Hundreds of collectors of G.I. Joe action figures from across the country will converge on central Iowa this weekend for a convention focused on the plastic soldier with more than five decades of history in boys’ toy boxes.

Brian Sauer is organizing the fifth annual gathering, called “Assembly Required.” Sauer, a 42-year-old advertising executive from Des Moines, says he’s a longtime recruit in the G.I. Joe army.

“As I started out, I fell in love with the actual toys and the playability,” Sauer says. “As an adult, I fell in love with the artwork and the craftsmanship and what goes into making a toy line.” While his personal collection has grown to include several thousand items, there are still certain action figures and accessories in the series he’s hoping to find.

This weekend’s trade show and convention will feature a host of vendors, one of the original Hasbro toy painters, and a team of what Sauer describes as G.I. Joe archaeologists who have meticulously traced the toy’s 51-year lineage. Sauer says, “They go through and contact the original artists, sculptors, producers, executives and collect and gather all of the archived materials of what went into making the G.I. Joe toy line.” While Sauer started off staging battles with his three-and-three-quarter-inch tall figures as a kid in the 1980s, he later discovered his dad’s collection of the original 12-inch-tall G.I. Joes.

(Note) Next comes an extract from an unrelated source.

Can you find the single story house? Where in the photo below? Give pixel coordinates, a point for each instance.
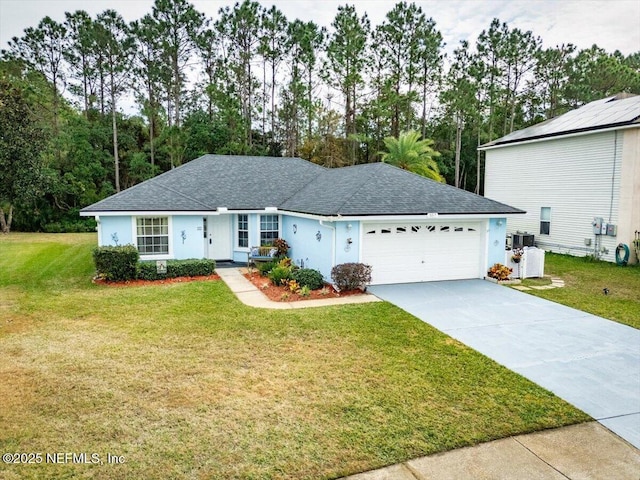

The fascination continued to grow, along with his collection, which is now battalion-sized. Sauer says he’s not phased when someone questions why a grown man is still playing with his childhood toys.

“With the comic book movies being so widely popular, ‘geek culture’ has moved out of the shadows and the damp basements and into the mainstream,” Sauer says. “I feel a little bit funny sometimes in professional settings talking about it but no, I keep a bit of my collection on display in my office.”

The convention runs Saturday from 9:30 A.M. to 5:30 P.M. at the Des Moines Social Club’s Kum & Go Theater. Admission is free.